Bear in mind one quite important factor -- all that alleged noise isn't simply about getting stuff to work, it's about promises that the function makes to downstream users. You do touch on this yourself, but I think you have missed how your @api flag could go wrong.

I suggest a new attribute, @api, which does nothing more than to tell the
compiler to generate the function signature and mangle the name only with its
explicit attributes, and not with its inferred ones. Inside the program, there's
no reason the compiler can't continue to use inference, but with @api, the
exposed interface will be stabilized, should the programmer want that. Simple.

IMHO if anything like this is to be implemented, the extra flag should be to indicate that a function is _not_ intended to be part of the API and that therefore it is OK to infer its attributes.

Here's the rationale. Suppose that I have a bunch of functions that are all intended to be part of the public API of my project. I accidentally forget to tag one of them with the @api attribute, so its attributes will be auto-inferred, but the function is still public, so downstream users will wind up using it.
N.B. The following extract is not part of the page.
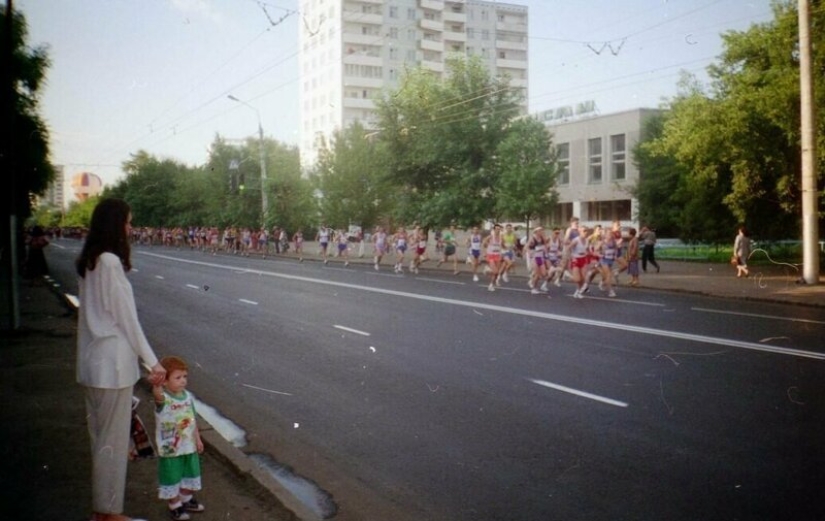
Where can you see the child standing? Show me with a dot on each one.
(633, 258)
(178, 440)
3 months later, I realize my mistake, and add the @api attribute -- at which point downstream users' code will break if their code was relying on the unintended inferred attributes.

If on the other hand you take the assumption that attributes should by default _not_ be auto-inferred, and you accidentally forget to tag a function to auto-infer its attributes, that can be fixed without breaking downstream.

It's quite analogous in this respect to the argument about final vs. virtual by default for class methods.